= Archdale Earle =

British Indian Administrator

Sir Archdale Earle, (12 March 1861 – 10 November 1934) was a British Indian administrator and former Chief Commissioner of Assam Province.

==Biography==
Ealre was born in 1861 and educated from Uppingham School and Oxford University. In 1882, he joined Indian Civil Service (I.C.S.) as Assistant Collector and Magistrate in British India. He was appointed Private Secretary to Lieutenant Governor of Bengal Presidency in 1886. Earle became the Excise Commissioner, Bengal in 1901, Secretary to Board of Revenue in 1902 and served as Secretary to the Government of Bengal in between 1903 and 1905. He was also appointed Director of Public Instruction in 1906 after Alfred Croft. Earle also served as Chairman, Corporation of Calcutta since 1909 to 1910.
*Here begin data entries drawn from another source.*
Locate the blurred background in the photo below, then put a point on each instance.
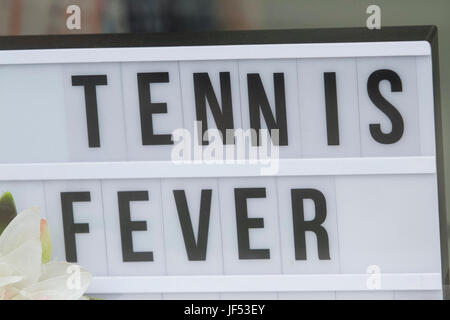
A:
(26, 17)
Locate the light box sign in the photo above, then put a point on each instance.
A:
(261, 164)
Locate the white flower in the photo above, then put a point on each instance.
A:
(22, 274)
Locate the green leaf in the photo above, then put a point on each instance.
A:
(7, 210)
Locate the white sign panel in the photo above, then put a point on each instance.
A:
(233, 165)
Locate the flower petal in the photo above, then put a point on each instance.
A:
(45, 241)
(59, 281)
(25, 261)
(24, 227)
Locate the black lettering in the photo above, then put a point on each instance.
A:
(315, 225)
(257, 99)
(329, 79)
(244, 223)
(69, 225)
(196, 249)
(147, 108)
(90, 83)
(204, 92)
(385, 106)
(127, 226)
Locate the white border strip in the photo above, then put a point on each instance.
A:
(263, 283)
(223, 52)
(167, 169)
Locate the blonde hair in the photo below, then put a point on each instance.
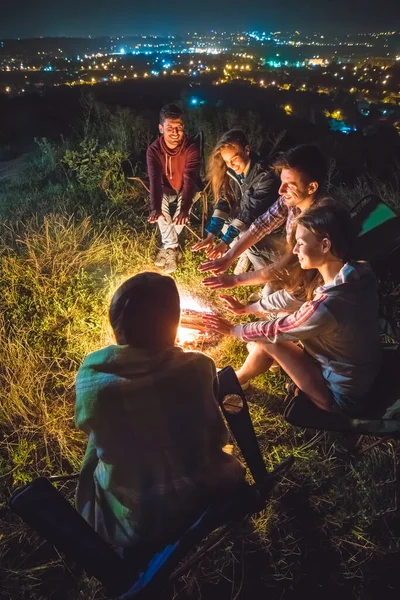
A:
(217, 169)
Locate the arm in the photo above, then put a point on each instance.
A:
(264, 225)
(154, 172)
(229, 281)
(311, 320)
(190, 177)
(260, 196)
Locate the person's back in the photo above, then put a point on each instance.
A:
(155, 455)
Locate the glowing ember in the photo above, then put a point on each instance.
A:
(191, 331)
In 1909 and 1911 he was designated as Order of the Indian Empire, the Companion (CIE) and the Knight Commander (KCIE), respectively. After serving as the Secretary to Government of India, Home Department he was appointed Chief Commissioner of Assam in 1912. During this period Sir Earle worked hard to establish colleges and educational institutes in India, associated with BRM Government Law College and Kamarupa Anusandhan Samiti.